La idea era llenar una pared amplia de vegetación y darle más calidez al salón, pero sin crear un fondo demasiado llamativo que compitiera con la decoración de cada evento.


Un mural botánico pensado como fondo
Cuando un espacio va a recibir eventos diferentes, el mural tiene un desafío particular. No sabés si delante de esa pared va a haber una fiesta de cumpleaños, un casamiento, un evento corporativo o una producción de fotos. Por eso, en este caso elegí una paleta más tranquila y formas orgánicas que pudieran convivir con diferentes estilos de decoración.
Las palmeras, hojas de plátano y alocasias permiten generar esa sensación de vegetación abundante sin necesidad de recurrir a colores demasiado intensos.

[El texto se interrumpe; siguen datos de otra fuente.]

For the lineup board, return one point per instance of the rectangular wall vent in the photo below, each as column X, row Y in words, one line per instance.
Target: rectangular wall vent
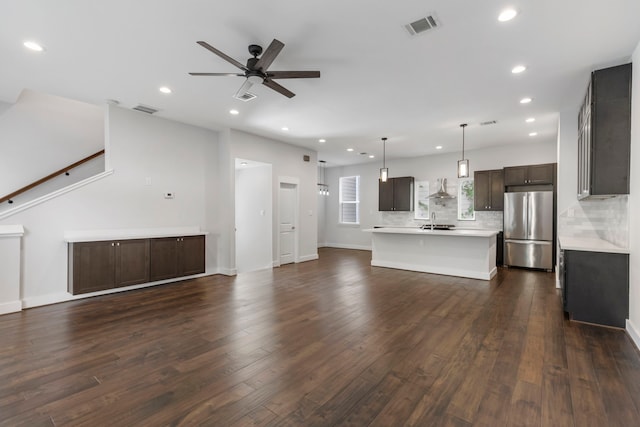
column 247, row 96
column 423, row 24
column 145, row 109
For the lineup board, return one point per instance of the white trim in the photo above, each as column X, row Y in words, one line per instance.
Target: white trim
column 633, row 333
column 306, row 258
column 54, row 194
column 10, row 307
column 348, row 246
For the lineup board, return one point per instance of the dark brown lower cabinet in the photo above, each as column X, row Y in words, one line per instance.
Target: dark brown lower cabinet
column 96, row 266
column 101, row 265
column 176, row 256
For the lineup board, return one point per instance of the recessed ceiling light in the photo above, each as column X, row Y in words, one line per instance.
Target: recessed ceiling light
column 33, row 46
column 507, row 15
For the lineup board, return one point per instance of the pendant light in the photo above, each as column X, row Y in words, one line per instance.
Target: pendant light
column 384, row 171
column 463, row 165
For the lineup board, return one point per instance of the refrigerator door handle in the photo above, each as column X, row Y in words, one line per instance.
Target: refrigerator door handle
column 528, row 242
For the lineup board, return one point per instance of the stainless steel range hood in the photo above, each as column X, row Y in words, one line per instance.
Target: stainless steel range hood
column 442, row 191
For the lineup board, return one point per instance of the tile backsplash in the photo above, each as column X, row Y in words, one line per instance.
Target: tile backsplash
column 607, row 219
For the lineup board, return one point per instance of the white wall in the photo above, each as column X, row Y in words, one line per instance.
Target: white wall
column 150, row 156
column 286, row 161
column 634, row 205
column 427, row 168
column 254, row 215
column 42, row 133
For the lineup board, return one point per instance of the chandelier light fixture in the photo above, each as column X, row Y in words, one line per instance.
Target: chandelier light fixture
column 384, row 171
column 463, row 165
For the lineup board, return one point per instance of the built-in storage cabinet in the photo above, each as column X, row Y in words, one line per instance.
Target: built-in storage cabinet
column 596, row 286
column 176, row 256
column 530, row 174
column 100, row 265
column 604, row 134
column 96, row 266
column 488, row 190
column 396, row 194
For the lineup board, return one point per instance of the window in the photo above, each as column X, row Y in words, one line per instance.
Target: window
column 349, row 200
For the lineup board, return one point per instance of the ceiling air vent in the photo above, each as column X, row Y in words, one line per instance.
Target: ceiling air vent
column 145, row 109
column 247, row 96
column 422, row 25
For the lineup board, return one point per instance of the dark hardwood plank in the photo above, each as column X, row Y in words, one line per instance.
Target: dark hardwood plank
column 332, row 342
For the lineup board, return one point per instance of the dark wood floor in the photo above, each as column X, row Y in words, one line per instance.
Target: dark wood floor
column 323, row 343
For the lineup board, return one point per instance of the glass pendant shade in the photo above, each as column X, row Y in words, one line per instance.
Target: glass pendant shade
column 463, row 168
column 384, row 174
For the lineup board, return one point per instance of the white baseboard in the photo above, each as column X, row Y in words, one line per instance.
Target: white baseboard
column 306, row 258
column 634, row 333
column 348, row 246
column 10, row 307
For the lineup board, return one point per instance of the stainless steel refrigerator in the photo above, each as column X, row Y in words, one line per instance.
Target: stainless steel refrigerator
column 528, row 229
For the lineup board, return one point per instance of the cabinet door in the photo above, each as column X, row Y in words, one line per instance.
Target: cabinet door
column 191, row 255
column 163, row 253
column 92, row 268
column 540, row 174
column 597, row 287
column 482, row 190
column 497, row 190
column 132, row 262
column 403, row 193
column 385, row 195
column 515, row 175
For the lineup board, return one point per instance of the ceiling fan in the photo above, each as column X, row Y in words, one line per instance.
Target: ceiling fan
column 256, row 69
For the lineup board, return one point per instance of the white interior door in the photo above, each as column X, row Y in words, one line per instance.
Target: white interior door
column 287, row 222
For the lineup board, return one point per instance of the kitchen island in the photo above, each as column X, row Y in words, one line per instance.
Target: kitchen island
column 464, row 253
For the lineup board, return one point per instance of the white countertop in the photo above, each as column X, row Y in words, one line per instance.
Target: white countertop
column 131, row 233
column 11, row 230
column 590, row 244
column 417, row 231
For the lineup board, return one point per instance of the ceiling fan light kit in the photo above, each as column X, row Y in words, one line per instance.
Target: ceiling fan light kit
column 255, row 71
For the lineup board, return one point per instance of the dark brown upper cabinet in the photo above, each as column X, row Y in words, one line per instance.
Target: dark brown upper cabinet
column 488, row 190
column 530, row 174
column 604, row 134
column 396, row 194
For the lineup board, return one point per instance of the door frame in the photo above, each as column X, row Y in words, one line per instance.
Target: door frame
column 296, row 215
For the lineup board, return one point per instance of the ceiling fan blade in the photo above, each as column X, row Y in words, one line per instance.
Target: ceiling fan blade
column 223, row 55
column 278, row 88
column 216, row 74
column 244, row 88
column 269, row 55
column 293, row 74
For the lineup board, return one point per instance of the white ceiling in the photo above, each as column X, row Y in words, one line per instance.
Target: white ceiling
column 376, row 79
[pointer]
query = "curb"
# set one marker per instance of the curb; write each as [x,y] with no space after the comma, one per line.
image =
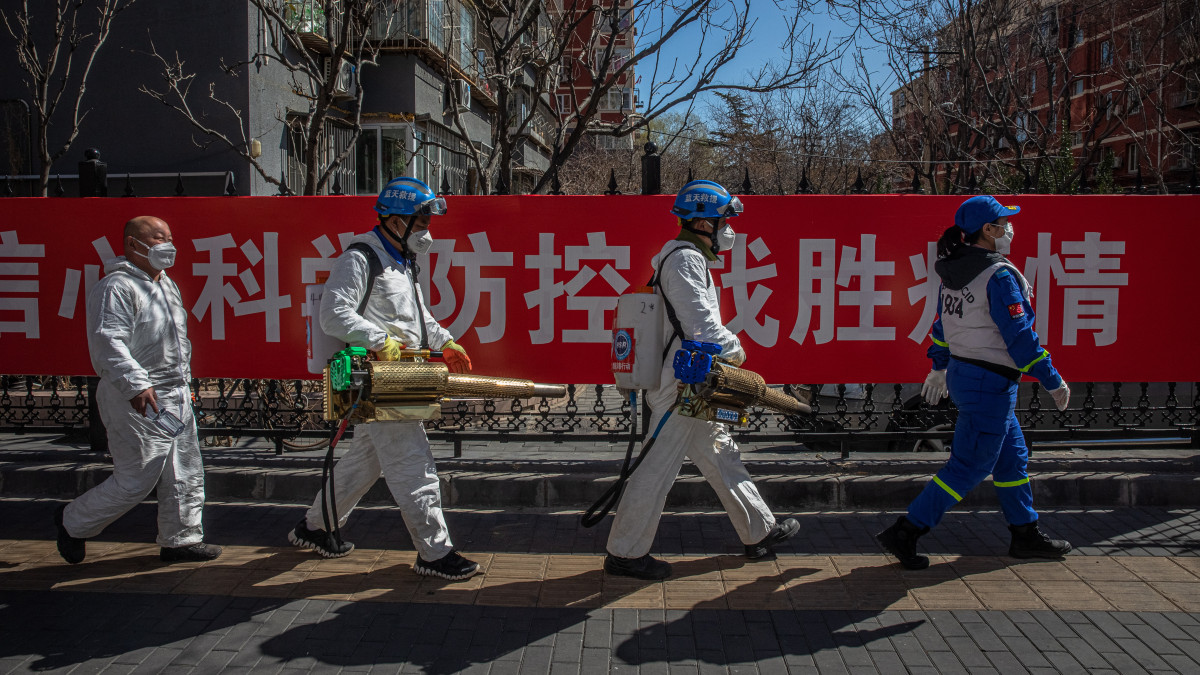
[577,489]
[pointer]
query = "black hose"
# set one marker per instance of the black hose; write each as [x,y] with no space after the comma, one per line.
[611,496]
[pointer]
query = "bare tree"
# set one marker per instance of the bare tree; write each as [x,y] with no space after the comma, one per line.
[989,89]
[298,33]
[57,42]
[531,47]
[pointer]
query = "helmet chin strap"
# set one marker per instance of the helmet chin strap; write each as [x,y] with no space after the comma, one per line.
[403,238]
[712,236]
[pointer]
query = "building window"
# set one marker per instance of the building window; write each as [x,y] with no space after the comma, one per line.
[335,138]
[1133,101]
[617,99]
[607,142]
[621,54]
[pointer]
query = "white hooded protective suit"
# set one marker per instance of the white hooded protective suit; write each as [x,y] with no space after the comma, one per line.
[688,286]
[137,338]
[397,449]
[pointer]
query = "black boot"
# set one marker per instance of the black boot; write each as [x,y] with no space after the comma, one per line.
[1031,542]
[900,541]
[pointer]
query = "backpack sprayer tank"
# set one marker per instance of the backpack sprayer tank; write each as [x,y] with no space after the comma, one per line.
[411,388]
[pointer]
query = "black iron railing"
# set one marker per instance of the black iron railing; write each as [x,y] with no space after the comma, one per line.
[870,417]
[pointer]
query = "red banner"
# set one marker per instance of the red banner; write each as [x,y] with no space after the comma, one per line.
[820,288]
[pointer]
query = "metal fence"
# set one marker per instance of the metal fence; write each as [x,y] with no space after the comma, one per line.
[867,417]
[874,417]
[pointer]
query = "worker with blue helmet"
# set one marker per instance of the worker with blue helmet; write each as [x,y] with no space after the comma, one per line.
[390,317]
[983,344]
[682,278]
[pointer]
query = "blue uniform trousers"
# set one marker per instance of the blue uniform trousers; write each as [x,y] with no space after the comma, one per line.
[987,440]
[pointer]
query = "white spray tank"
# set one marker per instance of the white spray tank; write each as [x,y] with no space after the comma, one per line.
[321,346]
[637,339]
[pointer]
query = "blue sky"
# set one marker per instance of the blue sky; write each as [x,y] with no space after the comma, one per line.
[767,35]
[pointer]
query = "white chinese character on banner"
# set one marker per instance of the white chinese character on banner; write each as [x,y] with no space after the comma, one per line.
[1091,287]
[89,278]
[216,292]
[924,292]
[867,298]
[595,305]
[816,290]
[16,260]
[749,304]
[1039,272]
[474,286]
[543,298]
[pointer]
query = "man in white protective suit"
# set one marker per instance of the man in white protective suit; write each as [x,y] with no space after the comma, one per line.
[684,281]
[387,314]
[137,338]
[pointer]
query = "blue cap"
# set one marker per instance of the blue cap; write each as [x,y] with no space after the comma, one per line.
[976,211]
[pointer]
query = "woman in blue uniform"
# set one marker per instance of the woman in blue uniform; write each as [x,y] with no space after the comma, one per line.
[983,344]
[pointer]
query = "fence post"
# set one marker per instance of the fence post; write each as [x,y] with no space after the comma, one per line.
[916,184]
[805,187]
[94,183]
[93,174]
[612,183]
[652,174]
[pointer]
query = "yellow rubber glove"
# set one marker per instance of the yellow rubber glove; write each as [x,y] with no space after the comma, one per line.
[390,351]
[456,357]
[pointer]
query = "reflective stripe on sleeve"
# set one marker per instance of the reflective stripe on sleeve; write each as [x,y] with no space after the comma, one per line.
[1044,354]
[947,488]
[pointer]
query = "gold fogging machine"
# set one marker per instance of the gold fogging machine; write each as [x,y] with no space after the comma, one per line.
[360,389]
[709,389]
[718,392]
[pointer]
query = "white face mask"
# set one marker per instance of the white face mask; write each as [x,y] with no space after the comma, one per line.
[725,239]
[1005,244]
[421,243]
[161,256]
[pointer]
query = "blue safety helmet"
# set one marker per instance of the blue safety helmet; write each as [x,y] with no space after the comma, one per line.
[705,198]
[407,196]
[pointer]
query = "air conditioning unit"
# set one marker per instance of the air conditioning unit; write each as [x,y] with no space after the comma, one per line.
[342,85]
[462,91]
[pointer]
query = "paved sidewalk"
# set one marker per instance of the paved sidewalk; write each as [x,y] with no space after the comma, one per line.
[1127,602]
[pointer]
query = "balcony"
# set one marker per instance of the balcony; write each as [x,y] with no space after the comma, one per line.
[442,31]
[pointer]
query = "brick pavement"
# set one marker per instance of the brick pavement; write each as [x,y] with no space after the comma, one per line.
[1129,602]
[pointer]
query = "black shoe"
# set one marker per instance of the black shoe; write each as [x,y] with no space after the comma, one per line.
[193,553]
[318,541]
[72,549]
[450,566]
[646,567]
[778,535]
[900,541]
[1031,542]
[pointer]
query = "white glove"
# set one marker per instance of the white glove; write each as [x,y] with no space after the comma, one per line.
[934,389]
[736,358]
[1061,395]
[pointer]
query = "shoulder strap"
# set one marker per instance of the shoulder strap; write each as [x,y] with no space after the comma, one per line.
[375,269]
[657,282]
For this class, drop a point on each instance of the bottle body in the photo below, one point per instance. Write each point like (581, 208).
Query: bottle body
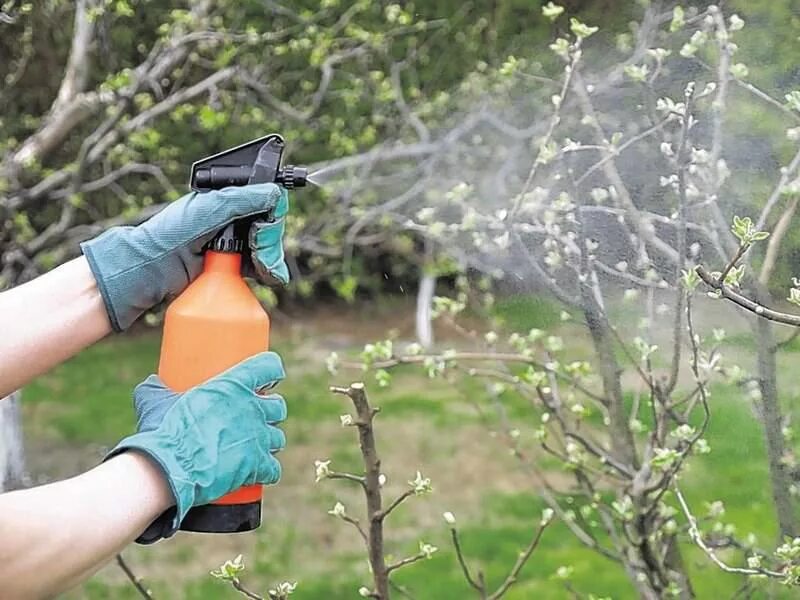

Trabajé los verdes y tonos tierra de manera desaturada para que el mural tuviera presencia, pero funcionara como parte del ambiente. Y esto es algo que me interesa especialmente cuando trabajo para espacios comerciales: una pared puede tener muchísimo protagonismo sin necesariamente gritar.
Pintura a mano para transformar un espacio
El mural ocupa una superficie importante del salón, así que la escala también fue parte del diseño. En lugar de pensar la pared como una superficie donde simplemente había que colocar una ilustración, la trabajé como parte de la arquitectura del espacio.
La vegetación se extiende y genera profundidad, haciendo que la pared se sienta menos rígida y aportando una sensación más envolvente. La pintura a mano también permite adaptar el diseño directamente al lugar: sus proporciones, sus columnas, la iluminación y todo aquello que existe alrededor.
Eso es algo que me gusta especialmente del muralismo frente a otras soluciones decorativas. No estás comprando una imagen que después intentás adaptar a una pared. El diseño nace pensando en esa pared.




Un fondo que puede acompañar muchos eventos
El objetivo final era conseguir un espacio cálido y sofisticado que pudiera cambiar completamente según lo que sucediera delante del mural. Una misma pared puede ser el fondo de una mesa de dulces, una ceremonia, una fiesta, una presentación o una sesión de fotos y seguir funcionando.
Para mí, ahí está la gracia de este tipo de proyectos: el mural no tiene que contar una única historia. Tiene que dejar espacio para que cada evento construya la suya.
Este proyecto fue realizado en un salón de eventos de Pilar, Buenos Aires, como una intervención mural botánica pensada para integrar naturaleza, color y arquitectura en un espacio destinado a celebraciones.